“No,” I said, angrily. “That night.”
Del picked up the muffin and set it back on her plate.
“His eyes were closed.”
“Did you feel for a pulse?”
“Of course I wouldn’t touch him! There was blood, around his head. What are you saying?” Del stood. She pulled Randy’s shirt tight around her.
Perhaps I had lost the plot. Alive? Dead? I could no longer tell the difference.
Del moved over to one of the wing chairs and fell into it. “He couldn’t have gotten out of there. We had his phone,” she said.
“It might not even be him,” I said. I tried to keep my voice calm. “Lots of people have odd hats. Even you.” I laughed, and reminded her of the day she’d been trying on the hats. I sat down in the chair across from her. “Why don’t you finish your breakfast.”
“It was him,” Del said. She picked at the tapestried upholstery, pulling threads loose.
I waited for her to insist she wasn’t crazy, but she did not. She decided we should visit Sybil Townsend in the encampment. Partly to appease her, and partly because I felt in need of guidance and lacked anyone else to offer it, I agreed. I warned Del she couldn’t tell Sybil the truth. “We can’t really trust her,” I said.
We walked the same route we’d taken the night of the snowstorm with William. Now, window boxes of pansies decorated the houses’ front porches.
“What do we ask her?” Del kept so close beside me, she bumped my shoulder.
“Let me talk.” I had no idea what I would say. Could Del see William as I did? I had considered that possibility when she’d gotten sick as a teenager. Could she have been following the dead around town? Conversing with them? This seemed unbelievable, and I told myself it was wishful thinking—but maybe she couldn’t accept the voices she heard and the people she saw who asked her to follow. Maybe her breakdown had been a result.
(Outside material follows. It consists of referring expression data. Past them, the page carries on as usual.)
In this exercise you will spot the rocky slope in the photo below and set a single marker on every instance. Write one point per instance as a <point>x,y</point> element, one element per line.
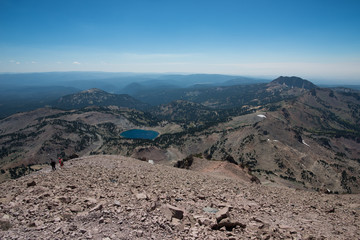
<point>97,97</point>
<point>113,197</point>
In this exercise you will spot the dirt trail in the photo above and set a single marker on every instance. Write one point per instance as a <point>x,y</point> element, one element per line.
<point>114,197</point>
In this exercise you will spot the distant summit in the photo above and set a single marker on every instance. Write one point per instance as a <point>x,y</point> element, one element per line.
<point>294,82</point>
<point>98,97</point>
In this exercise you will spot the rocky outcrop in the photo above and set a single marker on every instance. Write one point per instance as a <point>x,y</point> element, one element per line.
<point>113,197</point>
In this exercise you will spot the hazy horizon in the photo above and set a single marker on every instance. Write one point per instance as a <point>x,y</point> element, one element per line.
<point>318,41</point>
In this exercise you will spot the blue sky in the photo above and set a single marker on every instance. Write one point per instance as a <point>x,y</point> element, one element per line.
<point>317,39</point>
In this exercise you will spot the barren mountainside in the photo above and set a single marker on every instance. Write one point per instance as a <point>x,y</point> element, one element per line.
<point>288,135</point>
<point>113,197</point>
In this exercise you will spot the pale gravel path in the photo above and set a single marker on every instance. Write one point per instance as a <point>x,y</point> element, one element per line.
<point>97,197</point>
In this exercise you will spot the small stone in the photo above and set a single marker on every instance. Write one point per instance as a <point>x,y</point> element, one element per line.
<point>117,203</point>
<point>97,207</point>
<point>31,184</point>
<point>223,213</point>
<point>141,196</point>
<point>76,208</point>
<point>172,212</point>
<point>210,210</point>
<point>73,228</point>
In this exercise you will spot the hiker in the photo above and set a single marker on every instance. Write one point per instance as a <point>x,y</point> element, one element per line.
<point>61,162</point>
<point>53,163</point>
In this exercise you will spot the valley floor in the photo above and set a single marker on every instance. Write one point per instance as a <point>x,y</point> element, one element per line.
<point>114,197</point>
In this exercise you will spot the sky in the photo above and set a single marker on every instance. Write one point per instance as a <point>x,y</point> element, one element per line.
<point>314,39</point>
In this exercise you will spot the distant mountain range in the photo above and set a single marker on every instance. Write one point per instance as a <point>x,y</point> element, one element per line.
<point>97,97</point>
<point>287,132</point>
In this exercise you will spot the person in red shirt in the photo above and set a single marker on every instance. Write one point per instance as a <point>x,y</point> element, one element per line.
<point>61,162</point>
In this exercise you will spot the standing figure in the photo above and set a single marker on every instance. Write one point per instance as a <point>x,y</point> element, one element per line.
<point>61,162</point>
<point>53,164</point>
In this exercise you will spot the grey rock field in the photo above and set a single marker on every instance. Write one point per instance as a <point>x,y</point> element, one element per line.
<point>114,197</point>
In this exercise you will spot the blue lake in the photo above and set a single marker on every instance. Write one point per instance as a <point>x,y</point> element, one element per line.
<point>139,134</point>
The encampment path was muddy. The brook had swelled its banks, and the rank mud smell was almost overpowering. Under the pine shade patches of snow remained, the tarps stained and faded in comparison. Daylight revealed the camp for what it was—harsh, dirty. Without the cover of darkness and the enchantment of the strung twinkling lights, the place lost any aspect of magic. No one glanced up to spot us or wave hello. The people moved between tents, or traversed the narrow paths, bundled in grubby winter clothes. I hesitated, but Del tugged on my arm and we set off farther down the path, farther into the smoke from the fires, the odor of rotting garbage. Some of the inhabitants, wrapped in blankets, came out of their tents. They stood in front of the entrance flaps, stern and protective. A man approached us and shouted at us, demanding to know what we wanted.
“We’re looking for Sybil Townsend,” Del said.
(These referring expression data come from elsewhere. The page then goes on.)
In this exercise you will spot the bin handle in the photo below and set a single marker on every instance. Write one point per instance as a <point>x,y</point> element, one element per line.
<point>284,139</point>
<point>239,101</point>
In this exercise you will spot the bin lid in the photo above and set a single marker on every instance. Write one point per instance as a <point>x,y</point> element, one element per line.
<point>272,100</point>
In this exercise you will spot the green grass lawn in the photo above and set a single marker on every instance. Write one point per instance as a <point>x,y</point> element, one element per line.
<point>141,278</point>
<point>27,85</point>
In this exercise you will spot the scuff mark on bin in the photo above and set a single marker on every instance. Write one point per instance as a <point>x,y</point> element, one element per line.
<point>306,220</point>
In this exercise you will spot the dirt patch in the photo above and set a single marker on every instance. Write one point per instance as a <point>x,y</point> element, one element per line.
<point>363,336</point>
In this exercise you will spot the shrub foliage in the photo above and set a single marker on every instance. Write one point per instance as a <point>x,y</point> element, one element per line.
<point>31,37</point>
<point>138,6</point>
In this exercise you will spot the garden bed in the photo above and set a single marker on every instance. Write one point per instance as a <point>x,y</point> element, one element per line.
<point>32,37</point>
The man, older, wearing mismatched gloves, marched in place in the mud, the mud squelching around his shoes.
“What do you want with her?” he asked, like a sentinel. His breath was foul, tainted by whiskey and coffee and bad teeth.
“I want to talk with her,” Del said.
The old man gave us a strange look with his head to the side. He was blind in one eye, the color a vague and milky blue. With the good eye he was looking us up and down. I didn’t know why Del believed she would be recognized.
“She knows me,” Del said.
I smelled something cooking, a heavy scent of fatty broth.
“She’s not here,” the man said, roughly. He turned from us and walked away down the path, his shoes sinking into the mud. Del began to follow him.
“What do you think you’re doing?” he shouted into the air ahead of him. He seemed astounded.
People put their heads out from under the tarps. Tent flaps opened, and I glimpsed the insides, the piles of bedding, the low-lit lamps. From one tent came the spicy scent of Constant Comment tea. “You’re insufferably persistent,” the man said, continuing to tromp away from us.
Once, he may have lectured children this way as a severe parent or a schoolteacher.
“Can you tell us where she’s gone, then?” Del begged.
The man stopped. He was waiting for us to go. Neither of us moved. And then his shoulders seemed to relax, and Sybil Townsend approached, picking her way along the path toward us, chuckling.
“Oh, I can’t hide from you two,” she said.
Del hugged Sybil. In the daylight she was younger than I’d thought. She was missing a tooth. I regretted agreeing to come. What could she possibly relay? Still, I let her lead us down the path to a tarp stretched over wooden posts, and we sat beneath it at a small table, the legs of the chairs sinking into the earth, Sybil in her layer of brightly colored shawls.
“I had a shop once,” she told me. “I sold books, and incense, and that sort of thing.” The breeze buffeted the tarp like a parachute. A distant radio played jazz. “I was chased out by the townspeople,” she said, her laugh deep and rheumy.